La nuova costruzione, infatti, non può considerarsi come un bene nuovo e distinto dal suolo sul quale insiste, ma deve considerarsi una vera e propria espansione del terreno sul quale insiste, anche da un punto di vista giuridico.
Il problema relativo all'attribuzione della casa costruita sul fondo del coniuge sorge in considerazione del raccordo con quanto stabilito dall'art. 177 c.c. secondo cui rientrano nella comunione legale gli acquisti effettuati dai due coniugi insieme o separatamente durante il matrimonio.
Tale disposizione è applicabile a eccezione dei casi in cui i beni abbiano carattere personale, che ai sensi dell'art. 179 c.c. rimangono di proprietà del singolo coniuge (Corte Appello Palermo sez. II, 14 giugno 2017, n.1130).
Secondo la giurisprudenza, a norma di cui all'art. 177 c.c. non trova diretta e immediata applicazione nel caso di un'abitazione costruita su un fondo di proprietà esclusiva di un solo coniuge (Cass., 09 marzo 2018, n. 5843).
In tali casi, secondo la giurisprudenza, la casa costruita su fondo altrui anche in costanza di matrimonio non è ricompresa nella comunione dei beni, ma rimane di proprietà del proprietario del fondo che acquista, mediante accessione, la proprietà anche della casa.
Pur essendo l'orientamento della giurisprudenza univoco in tal senso, l'ordinamento predispone una serie di tutele a favore dell'altro coniuge non proprietario dell'immobile.
L'art. 934 c.c., come rilevato, stabilisce l'acquisto della proprietà della casa da parte del coniuge che vanta un diritto sul terreno, salvo che non sia disposto diversamente.
Sul punto, la giurisprudenza riconosce la possibilità di derogare al principio di accessione mediante una specifica pattuizione fra i coniugi che possono stabilire una diversa ripartizione dei beni.

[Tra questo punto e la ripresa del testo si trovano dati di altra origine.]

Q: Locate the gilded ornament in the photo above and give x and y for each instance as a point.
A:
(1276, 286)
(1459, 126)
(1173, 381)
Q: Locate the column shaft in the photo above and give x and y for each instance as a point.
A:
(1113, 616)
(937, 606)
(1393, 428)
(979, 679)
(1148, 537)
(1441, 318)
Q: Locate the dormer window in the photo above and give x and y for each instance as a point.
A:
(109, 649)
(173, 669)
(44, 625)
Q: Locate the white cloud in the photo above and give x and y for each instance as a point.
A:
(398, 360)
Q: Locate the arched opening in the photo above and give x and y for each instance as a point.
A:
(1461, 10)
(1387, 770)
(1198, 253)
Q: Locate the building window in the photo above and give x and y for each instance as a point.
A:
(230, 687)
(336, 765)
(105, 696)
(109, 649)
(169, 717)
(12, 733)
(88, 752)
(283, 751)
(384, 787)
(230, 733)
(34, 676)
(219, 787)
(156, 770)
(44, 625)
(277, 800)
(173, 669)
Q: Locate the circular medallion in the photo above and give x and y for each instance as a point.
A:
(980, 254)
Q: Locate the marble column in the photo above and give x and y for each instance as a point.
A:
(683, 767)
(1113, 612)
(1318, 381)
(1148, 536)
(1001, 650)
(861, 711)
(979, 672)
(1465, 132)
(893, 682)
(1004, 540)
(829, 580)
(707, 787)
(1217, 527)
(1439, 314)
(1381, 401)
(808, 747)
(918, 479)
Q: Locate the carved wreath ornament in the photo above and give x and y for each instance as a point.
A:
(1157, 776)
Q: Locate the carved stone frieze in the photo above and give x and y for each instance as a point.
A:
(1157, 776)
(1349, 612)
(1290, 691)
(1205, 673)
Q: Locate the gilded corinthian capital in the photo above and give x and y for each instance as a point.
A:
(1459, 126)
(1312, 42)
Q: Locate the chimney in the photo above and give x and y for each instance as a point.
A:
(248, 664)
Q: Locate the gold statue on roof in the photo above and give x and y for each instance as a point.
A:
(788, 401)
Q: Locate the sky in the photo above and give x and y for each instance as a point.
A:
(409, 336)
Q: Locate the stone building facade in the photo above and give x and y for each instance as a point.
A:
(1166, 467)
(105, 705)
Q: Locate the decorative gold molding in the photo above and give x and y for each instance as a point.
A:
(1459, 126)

È evidente che tale diverso accordo fra le parti deve essere redatto con atto da notaio.
In favore dell'altro coniuge la giurisprudenza riconosce anche un diritto di natura obbligatoria: all'altro coniuge non proprietario del fondo spetterà un diritto di credito, tendenzialmente determinato sulla base degli importi sostenuti per la costruzione (Cass., 09 marzo 2018, n. 5843).

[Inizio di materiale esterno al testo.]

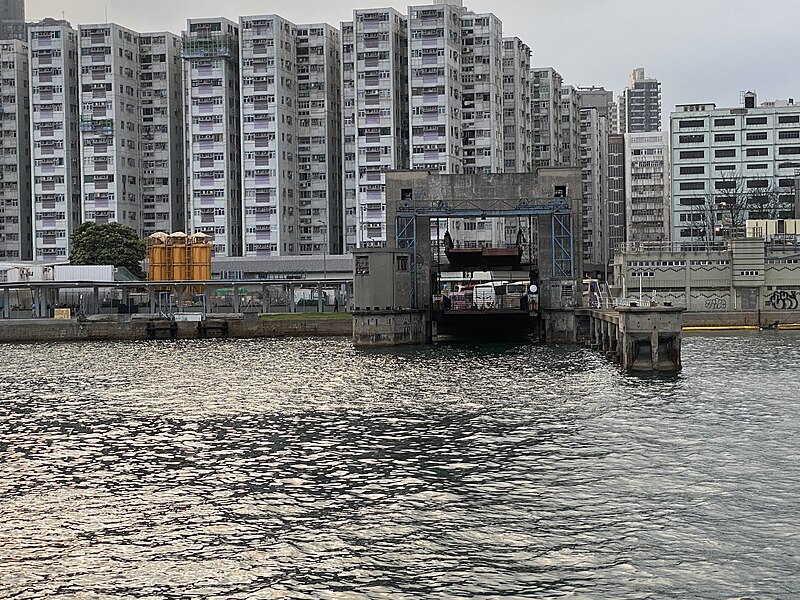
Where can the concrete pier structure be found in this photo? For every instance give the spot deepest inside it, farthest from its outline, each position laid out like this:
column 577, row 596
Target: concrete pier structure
column 639, row 338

Per la determinazione di tale calcolo può essere preso in considerazione il valore dei materiali utilizzati al prezzo di mercato e il costo della manodopera al momento in cui è realizzata la costruzione, tenendo conto della ordinaria rivalutazione Istat (Cass., 30 maggio 2013, n.13603).
Tale importi per poter essere ripetuti a favore dell'altro coniuge devono essere comprovati mediante apposita documentazione.
Il diritto di credito previsto a favore del coniuge non proprietario, non comprende le spese sostenute dall'altro coniuge non proprietario, per le spese di miglioria della casa costruita in costanza di matrimonio.
Tali tipologie di spese si considerano finalizzate a rendere più confacente alle esigenze della famiglia l'abitazione messa a disposizione. Per tale motivo, essendo sostenute per il soddisfacimento dei bisogni familiari non possono essere ripetute a favore del coniuge non proprietario.